Rachel, Caitlyn and Why We Can’t Have It Both Ways
Culturally and biologically, Rachel Dolezal is blacker than Caitlyn Jenner is female. Most of my fellow liberals will not like that statement, but consistency is not popular. Ask LeBron James.
Columnist David French writes about a phenomenon I have noticed as well. There seems to be an absolute belief that Caitlyn is a woman, Dolezal isn’t black, and I don’t have to explain myself because it’s obvious.
Black in America
Dolezal told television network KREM news: “I actually don’t like the term African-American. I prefer black, and I would say that if I was asked I would definitely say that yes I do consider myself to be black.” This is consistent with notions of race as entirely social constructs.
Does Clarence Thomas’ black skin make him “black.” If blackness (or whiteness or any other race) is a matter of culture, shared experiences, and labeling, then those who reject prevailing standards of what it means to be black or who haven’t lived in that world don’t truly “belong.” But Rachel Dolezal embraced prevailing black culture and fully identified and shared the experience for a decade? How does she not belong?
I am not the expert on transgenderism that everyone seems to be now in the wake of Caitlyn, so I could be mistaken in my interpretation. Biologically, Caitlyn was assigned a male sex at birth. While she has had plastic surgery to make her appearance more female, she is still chromosomally male.

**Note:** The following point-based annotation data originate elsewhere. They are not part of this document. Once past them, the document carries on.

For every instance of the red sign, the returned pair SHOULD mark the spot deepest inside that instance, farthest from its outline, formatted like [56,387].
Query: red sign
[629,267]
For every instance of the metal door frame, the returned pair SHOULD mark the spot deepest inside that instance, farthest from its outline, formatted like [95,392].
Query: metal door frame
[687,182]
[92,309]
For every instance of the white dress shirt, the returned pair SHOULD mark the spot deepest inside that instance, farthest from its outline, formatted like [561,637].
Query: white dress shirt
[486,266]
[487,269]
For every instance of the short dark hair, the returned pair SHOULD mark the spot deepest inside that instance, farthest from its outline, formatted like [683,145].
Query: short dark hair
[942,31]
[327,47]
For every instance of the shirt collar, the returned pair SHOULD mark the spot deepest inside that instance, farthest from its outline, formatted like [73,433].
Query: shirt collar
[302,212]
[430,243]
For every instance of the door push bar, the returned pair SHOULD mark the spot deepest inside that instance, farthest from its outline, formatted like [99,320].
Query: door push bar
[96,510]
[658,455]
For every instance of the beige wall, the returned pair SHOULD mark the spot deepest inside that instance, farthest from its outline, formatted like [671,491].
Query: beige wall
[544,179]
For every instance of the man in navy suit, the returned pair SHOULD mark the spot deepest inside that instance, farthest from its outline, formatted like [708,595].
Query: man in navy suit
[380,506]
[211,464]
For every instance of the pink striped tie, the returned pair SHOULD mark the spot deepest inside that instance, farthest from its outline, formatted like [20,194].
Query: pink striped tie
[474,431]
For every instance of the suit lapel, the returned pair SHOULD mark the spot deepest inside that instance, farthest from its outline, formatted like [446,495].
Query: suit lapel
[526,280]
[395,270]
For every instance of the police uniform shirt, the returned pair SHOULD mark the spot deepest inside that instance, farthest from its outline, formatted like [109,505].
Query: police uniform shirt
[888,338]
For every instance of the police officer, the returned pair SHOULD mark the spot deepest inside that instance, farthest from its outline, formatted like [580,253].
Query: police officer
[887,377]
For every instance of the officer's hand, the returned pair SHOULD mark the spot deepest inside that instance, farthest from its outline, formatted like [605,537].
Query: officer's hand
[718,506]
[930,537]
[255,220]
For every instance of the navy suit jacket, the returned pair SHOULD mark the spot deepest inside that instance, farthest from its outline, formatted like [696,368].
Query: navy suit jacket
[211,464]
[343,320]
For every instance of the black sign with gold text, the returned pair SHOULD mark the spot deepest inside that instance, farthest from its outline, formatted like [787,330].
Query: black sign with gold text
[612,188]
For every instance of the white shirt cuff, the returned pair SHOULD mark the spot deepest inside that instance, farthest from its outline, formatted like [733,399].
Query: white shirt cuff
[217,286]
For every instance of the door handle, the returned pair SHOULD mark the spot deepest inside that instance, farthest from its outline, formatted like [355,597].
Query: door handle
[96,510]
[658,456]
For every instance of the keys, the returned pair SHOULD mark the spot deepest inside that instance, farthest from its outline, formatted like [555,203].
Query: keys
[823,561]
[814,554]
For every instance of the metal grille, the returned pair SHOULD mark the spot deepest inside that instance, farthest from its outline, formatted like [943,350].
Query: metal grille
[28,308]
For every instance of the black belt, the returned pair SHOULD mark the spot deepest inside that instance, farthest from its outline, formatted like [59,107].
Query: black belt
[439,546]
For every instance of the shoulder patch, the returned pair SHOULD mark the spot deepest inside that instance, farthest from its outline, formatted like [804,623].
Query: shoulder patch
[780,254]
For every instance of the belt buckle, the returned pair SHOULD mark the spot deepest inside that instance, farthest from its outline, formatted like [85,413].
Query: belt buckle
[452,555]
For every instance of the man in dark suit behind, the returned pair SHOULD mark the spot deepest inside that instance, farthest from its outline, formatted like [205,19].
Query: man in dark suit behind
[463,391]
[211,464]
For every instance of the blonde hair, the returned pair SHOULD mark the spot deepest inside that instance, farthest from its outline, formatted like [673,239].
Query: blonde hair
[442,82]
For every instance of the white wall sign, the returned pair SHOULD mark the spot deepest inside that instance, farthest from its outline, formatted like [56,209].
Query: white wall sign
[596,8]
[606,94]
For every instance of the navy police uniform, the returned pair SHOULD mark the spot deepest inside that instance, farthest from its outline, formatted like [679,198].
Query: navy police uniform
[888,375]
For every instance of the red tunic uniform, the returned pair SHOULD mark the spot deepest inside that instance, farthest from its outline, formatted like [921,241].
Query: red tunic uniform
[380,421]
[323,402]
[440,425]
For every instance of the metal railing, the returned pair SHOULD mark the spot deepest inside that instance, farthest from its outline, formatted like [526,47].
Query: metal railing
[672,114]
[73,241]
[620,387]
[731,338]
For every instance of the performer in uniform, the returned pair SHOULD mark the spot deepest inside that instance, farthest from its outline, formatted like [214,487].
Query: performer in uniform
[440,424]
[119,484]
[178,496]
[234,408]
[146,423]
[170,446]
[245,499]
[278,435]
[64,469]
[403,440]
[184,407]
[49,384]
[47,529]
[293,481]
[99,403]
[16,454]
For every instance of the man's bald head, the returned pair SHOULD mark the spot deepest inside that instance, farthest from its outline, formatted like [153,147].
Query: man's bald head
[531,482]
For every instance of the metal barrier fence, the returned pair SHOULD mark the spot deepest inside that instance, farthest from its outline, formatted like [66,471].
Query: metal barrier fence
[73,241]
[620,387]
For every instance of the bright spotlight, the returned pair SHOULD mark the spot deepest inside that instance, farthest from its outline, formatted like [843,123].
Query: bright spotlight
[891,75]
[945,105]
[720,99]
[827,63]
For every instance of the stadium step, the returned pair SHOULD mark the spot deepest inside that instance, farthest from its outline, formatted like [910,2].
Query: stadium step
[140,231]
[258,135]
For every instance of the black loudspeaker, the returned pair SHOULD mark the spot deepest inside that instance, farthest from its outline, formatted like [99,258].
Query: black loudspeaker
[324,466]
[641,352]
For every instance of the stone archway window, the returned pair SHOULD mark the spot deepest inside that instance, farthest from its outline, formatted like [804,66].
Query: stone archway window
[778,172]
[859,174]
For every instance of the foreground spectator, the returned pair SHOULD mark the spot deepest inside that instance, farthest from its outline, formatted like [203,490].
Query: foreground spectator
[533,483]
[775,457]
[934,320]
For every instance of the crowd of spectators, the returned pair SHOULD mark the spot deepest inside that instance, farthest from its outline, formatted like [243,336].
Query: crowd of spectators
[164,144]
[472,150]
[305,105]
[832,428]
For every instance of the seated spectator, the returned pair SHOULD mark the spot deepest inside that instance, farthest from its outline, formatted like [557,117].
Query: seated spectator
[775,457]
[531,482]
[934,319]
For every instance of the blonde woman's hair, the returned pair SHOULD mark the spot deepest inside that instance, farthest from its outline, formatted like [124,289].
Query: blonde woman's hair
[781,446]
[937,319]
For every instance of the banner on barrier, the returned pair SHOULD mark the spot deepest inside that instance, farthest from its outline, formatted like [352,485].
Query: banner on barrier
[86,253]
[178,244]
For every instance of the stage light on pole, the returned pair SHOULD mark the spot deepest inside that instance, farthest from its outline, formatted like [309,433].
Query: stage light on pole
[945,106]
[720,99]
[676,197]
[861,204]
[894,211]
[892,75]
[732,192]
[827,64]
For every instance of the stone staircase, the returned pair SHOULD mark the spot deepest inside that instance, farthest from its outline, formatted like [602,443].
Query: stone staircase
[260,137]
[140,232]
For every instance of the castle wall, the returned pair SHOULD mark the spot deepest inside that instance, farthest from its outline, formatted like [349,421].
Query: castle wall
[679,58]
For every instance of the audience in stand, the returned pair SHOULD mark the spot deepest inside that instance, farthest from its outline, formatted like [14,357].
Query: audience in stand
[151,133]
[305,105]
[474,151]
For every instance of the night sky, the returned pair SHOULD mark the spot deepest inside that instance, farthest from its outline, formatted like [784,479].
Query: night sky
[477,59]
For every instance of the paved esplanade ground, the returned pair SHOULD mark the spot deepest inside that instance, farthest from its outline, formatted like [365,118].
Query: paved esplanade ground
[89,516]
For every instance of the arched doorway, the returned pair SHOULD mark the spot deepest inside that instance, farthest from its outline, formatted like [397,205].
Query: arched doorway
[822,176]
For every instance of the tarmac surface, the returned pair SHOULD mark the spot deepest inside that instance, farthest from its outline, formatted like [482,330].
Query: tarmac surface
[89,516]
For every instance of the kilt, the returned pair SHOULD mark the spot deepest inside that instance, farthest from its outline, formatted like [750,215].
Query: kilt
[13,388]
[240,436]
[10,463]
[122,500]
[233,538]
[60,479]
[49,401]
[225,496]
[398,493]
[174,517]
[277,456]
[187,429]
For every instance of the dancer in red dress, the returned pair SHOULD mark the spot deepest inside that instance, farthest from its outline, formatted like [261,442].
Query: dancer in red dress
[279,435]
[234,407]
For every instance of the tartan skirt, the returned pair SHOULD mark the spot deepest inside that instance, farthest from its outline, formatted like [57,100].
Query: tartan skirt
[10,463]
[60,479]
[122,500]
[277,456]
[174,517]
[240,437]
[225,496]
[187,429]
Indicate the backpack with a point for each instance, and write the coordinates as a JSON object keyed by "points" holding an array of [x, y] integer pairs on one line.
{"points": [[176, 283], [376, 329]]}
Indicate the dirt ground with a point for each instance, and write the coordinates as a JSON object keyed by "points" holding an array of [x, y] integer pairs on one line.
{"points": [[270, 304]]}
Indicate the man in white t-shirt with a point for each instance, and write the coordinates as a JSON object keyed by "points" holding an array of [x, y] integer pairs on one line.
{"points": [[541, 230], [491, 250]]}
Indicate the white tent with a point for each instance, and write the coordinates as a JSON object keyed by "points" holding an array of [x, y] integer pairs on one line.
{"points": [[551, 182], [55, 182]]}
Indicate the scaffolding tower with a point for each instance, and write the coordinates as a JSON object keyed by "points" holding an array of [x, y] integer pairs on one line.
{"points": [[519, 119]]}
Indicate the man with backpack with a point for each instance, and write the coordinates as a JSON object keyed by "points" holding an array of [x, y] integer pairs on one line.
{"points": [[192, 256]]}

As French notes, Dolezal is the one who adopted the “correct” stereotypes — liberal, oppression-minded, and activist. Jenner, from her plastic surgery and photoshoot, seems to embrace a big-breasted, hyper-feminine model that looks like a caricature of exactly the kind of woman a man would concoct in his head of the ideal woman. She is also a conservative Republican. Not sure that political ideology comes to mind when we think of transgenderism, but hopefully Caitlyn can change that for the sake of the Republican party who struggles when it comes to social issues like these.
Both Ways
So long as consenting adults are involved, the heart wants what it wants, and the rest is just details. Much human pain is the result of denying the heart its deepest desires, that the path of indulgence is the path of human flourishing. If Caitlyn Jenner wants to be a woman, then she’s a woman. If Rachel Dolezal wants to be black, then she’s black.
If identity is a precise, lived experience combined with a specific cultural and ideological response, then Rachel and Caitlyn both fail. Dolezal nor Caitlyn lived their experiences long enough, could both drop their identities anytime they wanted, so despite the apparent deep desires of their own hearts, they’re not what they are purported to be.
So Caitlyn underwent cosmetic changes to appear to be something that society would say that she is not. So did Rachel Dolezal. The more you dig, the more similarities are revealed. They both were motivated by very deep feelings combined with tacking off a cultural checklist. Both Dolezal and Jenner mark themselves the way they want to be seen by embracing stereotypes. You can reject or accept them both and remain logically consistent. Accepting one and rejecting the other is also your choice, but where is the logic in the distinction?